A BOHA inspector made two surprise visits in March to Rajanna’s abortion business and reported that the facility was unclean, Rajanna and his staff kept syringes of medications in an unlocked refrigerator, and he found a dead mouse in the hallway.
Rajanna told the Associated Press that he had not been given an opportunity to correct the problems, but this wasn’t the first inspections where problems were found. He also told the board in early April that the problems had been corrected.
An employee at the abortion facility first reported the problems.
She witnessed firsthand the lack of safe medical procedures at the abortion facility where she worked, including the use of dishwashers to sterilize equipment, as well as lack of background checks and medical training for medical assistants.
The former employee also cited lack of such simple procedures as cleaning the table between abortions or monitoring vital signs of patients during or after the abortions, and the storage of aborted children placed in the same refrigerator as food.
In comments to a state House committee, the former abortion facility staffer also said that all medical waste, including bio-hazardous and contaminated was taken to Rajanna’s home and placed on the curb at his home for residential pickup.

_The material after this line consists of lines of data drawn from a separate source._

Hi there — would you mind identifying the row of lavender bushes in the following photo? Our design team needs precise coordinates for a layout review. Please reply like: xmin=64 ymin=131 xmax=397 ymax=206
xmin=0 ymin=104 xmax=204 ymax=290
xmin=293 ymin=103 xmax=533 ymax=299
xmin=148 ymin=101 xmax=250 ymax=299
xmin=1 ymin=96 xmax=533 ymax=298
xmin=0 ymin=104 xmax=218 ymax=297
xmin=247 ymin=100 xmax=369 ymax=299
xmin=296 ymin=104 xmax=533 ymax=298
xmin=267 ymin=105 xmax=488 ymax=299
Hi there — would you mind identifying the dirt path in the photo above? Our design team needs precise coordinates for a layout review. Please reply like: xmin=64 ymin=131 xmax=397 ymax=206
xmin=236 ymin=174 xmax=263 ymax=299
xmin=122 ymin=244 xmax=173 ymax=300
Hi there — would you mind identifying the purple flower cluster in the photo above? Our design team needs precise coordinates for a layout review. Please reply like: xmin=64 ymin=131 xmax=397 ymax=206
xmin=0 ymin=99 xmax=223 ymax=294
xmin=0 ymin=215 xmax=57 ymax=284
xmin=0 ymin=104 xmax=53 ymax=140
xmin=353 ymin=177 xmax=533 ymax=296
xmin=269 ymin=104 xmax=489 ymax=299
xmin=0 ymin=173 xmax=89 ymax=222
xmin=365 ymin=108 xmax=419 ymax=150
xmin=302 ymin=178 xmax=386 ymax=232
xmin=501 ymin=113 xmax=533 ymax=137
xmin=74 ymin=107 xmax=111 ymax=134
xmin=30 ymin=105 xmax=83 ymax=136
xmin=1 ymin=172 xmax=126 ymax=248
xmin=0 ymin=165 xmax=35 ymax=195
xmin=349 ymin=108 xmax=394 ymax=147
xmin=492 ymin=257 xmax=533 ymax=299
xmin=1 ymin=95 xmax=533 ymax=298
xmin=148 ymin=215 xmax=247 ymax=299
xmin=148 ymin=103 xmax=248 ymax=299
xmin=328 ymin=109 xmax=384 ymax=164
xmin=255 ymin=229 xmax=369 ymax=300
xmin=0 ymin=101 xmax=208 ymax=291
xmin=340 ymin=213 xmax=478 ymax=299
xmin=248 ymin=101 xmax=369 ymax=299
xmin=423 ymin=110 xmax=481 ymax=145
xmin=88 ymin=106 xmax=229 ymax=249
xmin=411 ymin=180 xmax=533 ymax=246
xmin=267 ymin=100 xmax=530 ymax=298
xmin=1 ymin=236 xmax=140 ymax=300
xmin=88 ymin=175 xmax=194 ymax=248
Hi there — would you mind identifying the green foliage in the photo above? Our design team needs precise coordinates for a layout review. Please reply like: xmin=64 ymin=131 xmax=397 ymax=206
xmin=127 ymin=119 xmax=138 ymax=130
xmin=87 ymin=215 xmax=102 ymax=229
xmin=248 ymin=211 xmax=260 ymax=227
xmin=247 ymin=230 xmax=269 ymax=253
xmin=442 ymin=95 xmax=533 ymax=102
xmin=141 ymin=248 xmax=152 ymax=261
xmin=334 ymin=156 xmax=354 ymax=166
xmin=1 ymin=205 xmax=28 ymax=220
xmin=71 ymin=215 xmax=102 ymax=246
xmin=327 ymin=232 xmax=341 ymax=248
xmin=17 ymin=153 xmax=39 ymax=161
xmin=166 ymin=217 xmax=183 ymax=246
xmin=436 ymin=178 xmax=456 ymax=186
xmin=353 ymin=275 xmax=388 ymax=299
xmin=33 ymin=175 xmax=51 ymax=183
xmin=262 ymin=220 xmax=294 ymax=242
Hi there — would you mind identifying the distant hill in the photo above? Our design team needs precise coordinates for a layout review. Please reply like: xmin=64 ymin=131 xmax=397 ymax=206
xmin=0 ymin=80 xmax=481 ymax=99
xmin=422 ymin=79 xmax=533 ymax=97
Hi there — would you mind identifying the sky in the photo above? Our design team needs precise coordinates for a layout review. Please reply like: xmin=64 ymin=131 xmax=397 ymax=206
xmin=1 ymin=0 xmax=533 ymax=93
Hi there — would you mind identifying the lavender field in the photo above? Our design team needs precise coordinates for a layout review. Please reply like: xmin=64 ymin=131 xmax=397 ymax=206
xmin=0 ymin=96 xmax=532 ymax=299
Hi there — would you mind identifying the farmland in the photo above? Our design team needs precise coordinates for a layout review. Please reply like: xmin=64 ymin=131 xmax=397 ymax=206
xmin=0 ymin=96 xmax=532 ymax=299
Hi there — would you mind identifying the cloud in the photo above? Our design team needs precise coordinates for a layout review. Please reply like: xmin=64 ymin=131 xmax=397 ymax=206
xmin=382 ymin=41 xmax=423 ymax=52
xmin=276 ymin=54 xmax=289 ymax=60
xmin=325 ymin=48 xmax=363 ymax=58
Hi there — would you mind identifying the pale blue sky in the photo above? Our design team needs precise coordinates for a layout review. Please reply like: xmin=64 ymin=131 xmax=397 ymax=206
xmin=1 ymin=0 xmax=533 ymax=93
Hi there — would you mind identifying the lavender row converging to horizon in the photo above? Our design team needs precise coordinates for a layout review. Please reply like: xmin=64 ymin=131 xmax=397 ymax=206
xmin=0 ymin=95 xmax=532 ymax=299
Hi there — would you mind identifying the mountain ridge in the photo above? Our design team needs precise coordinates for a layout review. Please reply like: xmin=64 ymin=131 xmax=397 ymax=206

Board members said Rajanna shouldn’t need the board’s constant reminders to keep a clean facility.
Robert Manske, Rajanna’s attorney, said his client may appeal the decision to a district court, but no determination has been made.

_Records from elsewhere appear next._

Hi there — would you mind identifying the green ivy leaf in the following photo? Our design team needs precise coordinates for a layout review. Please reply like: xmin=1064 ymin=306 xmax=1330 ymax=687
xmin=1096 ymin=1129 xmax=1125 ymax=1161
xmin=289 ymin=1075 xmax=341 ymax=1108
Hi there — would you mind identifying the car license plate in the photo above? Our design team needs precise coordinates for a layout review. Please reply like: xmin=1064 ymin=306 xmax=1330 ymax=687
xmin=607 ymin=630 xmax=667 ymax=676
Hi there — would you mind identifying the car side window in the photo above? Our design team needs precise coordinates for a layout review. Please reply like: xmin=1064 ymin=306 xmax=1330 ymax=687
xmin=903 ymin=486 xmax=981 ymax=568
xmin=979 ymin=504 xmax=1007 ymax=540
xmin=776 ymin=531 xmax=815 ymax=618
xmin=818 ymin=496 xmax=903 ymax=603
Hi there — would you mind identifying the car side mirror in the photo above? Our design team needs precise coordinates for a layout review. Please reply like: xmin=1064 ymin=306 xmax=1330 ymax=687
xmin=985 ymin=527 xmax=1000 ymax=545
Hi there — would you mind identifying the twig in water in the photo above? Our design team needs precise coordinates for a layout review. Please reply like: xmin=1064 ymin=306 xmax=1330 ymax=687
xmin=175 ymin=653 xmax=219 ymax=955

Manske told AP that the decision would hurt the poor clients in lower class portions of Kansas City, where the facility is located. However, Nancy Welsh, a Topeka-area doctor and member of the board, replied that poor women deserve better than the shoddy treatment they received at the abortion business.
Rajanna had also been disciplined in 2000 and 2001 for not testing patients for their blood types and not properly labeling medications.
The BOHA agency is also investigating the death of a woman at a Wichita late-term abortion facility run by George Tiller. The investigation was ordered by Governor Kathleen Sebelius, who received criticism for vetoing a bill that would have held abortion businesses to high health and safety standards.